The immortality of the soul, the defining mark of humanity, was essential to the salvation of mankind and demonstrates the inescapable link between philosophy and theology, the former often working to strengthen the latter. By positing the rational soul as the fundamental feature of human nature, Pico handily circumvents this problem. The rational soul, the medium trough which we reach to God, is personal and immortal, while the intellect provides reason with the impulse to reach above itself and strive to unity with God. What Pico thus seems to postulate is that the divine intellect illumines our soul, which eventually endeavours to go even beyond this and reach its ultimate source, God.
           
But as stated before, owing to the pull of sensual appetites the rational soul will not climb upwards to the highest chambers of heaven by its own accord, but needs to be expressly cultivated and Pico proposes a rigorous program for this. After all, “nothing can rise above itself by relying on its own strength” (Heptaplus), and the person attempting to do so has to be sagacious and morally worthy.

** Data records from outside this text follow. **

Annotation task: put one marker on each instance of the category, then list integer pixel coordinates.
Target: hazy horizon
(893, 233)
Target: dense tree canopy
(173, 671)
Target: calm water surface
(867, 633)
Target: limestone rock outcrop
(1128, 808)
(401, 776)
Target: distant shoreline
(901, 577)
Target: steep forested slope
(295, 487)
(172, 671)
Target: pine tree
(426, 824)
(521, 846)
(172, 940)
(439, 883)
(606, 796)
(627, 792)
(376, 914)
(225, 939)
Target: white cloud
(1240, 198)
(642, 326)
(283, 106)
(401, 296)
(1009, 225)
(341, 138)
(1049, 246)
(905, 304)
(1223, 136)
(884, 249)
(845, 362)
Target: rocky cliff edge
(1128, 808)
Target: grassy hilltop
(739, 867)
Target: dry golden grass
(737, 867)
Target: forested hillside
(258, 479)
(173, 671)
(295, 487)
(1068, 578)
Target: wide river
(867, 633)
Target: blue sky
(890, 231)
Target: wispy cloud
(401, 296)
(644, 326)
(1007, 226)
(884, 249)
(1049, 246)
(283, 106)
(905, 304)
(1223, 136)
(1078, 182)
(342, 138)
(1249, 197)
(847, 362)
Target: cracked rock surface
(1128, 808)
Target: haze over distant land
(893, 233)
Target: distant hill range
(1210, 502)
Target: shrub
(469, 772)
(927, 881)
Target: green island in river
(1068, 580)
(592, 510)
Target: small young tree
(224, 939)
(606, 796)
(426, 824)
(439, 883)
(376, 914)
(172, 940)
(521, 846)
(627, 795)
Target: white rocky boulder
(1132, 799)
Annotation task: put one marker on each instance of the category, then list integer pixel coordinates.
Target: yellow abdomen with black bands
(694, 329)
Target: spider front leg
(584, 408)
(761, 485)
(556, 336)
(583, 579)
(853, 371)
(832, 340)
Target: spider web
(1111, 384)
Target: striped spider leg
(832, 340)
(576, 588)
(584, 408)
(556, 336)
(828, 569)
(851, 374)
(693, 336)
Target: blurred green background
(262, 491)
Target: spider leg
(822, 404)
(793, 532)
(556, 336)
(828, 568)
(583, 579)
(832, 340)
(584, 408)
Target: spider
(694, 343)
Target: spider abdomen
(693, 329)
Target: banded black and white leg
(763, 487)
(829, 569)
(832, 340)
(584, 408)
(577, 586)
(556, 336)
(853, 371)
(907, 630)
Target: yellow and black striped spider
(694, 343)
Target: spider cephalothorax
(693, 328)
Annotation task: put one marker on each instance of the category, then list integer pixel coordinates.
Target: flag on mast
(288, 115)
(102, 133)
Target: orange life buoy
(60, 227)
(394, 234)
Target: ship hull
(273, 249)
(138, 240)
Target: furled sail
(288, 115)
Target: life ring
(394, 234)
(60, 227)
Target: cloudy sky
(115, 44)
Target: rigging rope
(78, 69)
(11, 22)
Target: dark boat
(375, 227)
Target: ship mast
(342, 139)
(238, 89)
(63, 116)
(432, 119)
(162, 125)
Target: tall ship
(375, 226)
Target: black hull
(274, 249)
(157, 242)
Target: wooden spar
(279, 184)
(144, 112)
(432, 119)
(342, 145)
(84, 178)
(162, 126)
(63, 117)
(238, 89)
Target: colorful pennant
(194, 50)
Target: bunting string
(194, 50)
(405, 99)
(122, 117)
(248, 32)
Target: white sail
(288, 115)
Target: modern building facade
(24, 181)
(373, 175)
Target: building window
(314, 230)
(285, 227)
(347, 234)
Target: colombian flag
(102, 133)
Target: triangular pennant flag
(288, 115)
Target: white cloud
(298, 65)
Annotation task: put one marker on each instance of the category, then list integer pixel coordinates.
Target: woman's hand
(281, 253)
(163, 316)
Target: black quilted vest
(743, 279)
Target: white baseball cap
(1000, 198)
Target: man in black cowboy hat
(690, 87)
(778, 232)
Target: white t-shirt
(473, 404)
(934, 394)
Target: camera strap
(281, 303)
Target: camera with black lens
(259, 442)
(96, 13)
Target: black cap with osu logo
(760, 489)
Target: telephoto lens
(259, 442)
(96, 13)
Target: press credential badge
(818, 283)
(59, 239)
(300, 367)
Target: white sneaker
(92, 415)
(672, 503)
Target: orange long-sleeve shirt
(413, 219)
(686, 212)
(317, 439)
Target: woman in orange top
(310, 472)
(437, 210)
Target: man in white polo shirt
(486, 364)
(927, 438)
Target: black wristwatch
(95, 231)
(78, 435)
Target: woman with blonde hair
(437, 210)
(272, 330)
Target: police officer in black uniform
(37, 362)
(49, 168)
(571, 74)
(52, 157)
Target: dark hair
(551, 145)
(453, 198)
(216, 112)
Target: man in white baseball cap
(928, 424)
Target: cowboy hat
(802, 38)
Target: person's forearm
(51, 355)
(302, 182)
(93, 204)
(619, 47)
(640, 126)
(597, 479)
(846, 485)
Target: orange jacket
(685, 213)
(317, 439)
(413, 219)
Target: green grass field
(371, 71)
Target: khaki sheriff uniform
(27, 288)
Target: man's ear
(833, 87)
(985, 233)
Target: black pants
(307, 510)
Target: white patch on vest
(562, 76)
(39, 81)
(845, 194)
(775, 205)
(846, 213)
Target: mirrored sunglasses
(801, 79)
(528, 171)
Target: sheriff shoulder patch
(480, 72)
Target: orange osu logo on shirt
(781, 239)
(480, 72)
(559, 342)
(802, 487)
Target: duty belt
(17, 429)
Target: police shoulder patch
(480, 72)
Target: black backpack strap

The count of Mirandola therefore draws up a four part program, echoing the doctrines of the psychological, moral, mystical and ritual aims of philosophy expounded by Neoplatonists and early Church Fathers such as Clement of Alexandria. Simply put, we have to “compete with the angels in dignity and glory” and emulate the ways of highest three orders of angels, namely the Thrones, Cherubim and Seraphim. So we have to be of worthy opinion like the throne, who “stands in steadfastness of judgment”; of contemplative insight as the cherub, who “shines with the radiance of intelligence”; and finally, of proper dedication and love for God like the seraph, who “burns with the fire of charity” (all quotes from the Oration, as if you hadn’t guessed). Pico then moves to illustrate his curriculum by example of Saint Paul and Jacob, and fortifies it by showing its continuity with many other traditions of wisdom, such as that of the Pythagoreans, Plato and the Chaldeans.

Wow. We’re heading into truly glorious abodes now. Better wear some sunglasses or something like that next time so as not to be blinded by the sheer and utter brilliance erupting from you screen! Hoho.


[1] Pico composed this work between 10 May 1486 and 10 September 1486, after he had tried to kidnap a certain Margherita, a wealthy widow who had just remarried a minor de’Medici, but a Medici nonetheless, in Arezzo. Accounts on Margherita’s supposed willingness vary (Pico’s sister swore the lady followed her brother voluntarily), but in any case the young count was caught right before reaching Siena and was lucky to escape with his life. Pico’s retinue was not so lucky however, as some eye-witnesses held that eighteen of his men bit the dust following the reckless episode. All the same, Lorenzo de’Medici was quick to forgive this crime and Pico returned with a pious zeal to his studies.
[2] Pico states this adherence in theses 2>73 & 3>67-69. Actually belonging to the 400 statements that he presented as “not his own”, Pico amplifies Averroes’ claims in such a way as to make them his personal interpretation and it seems likely that he intended to demonstrate the concord of Averroes with Aristotelianism and Christianity.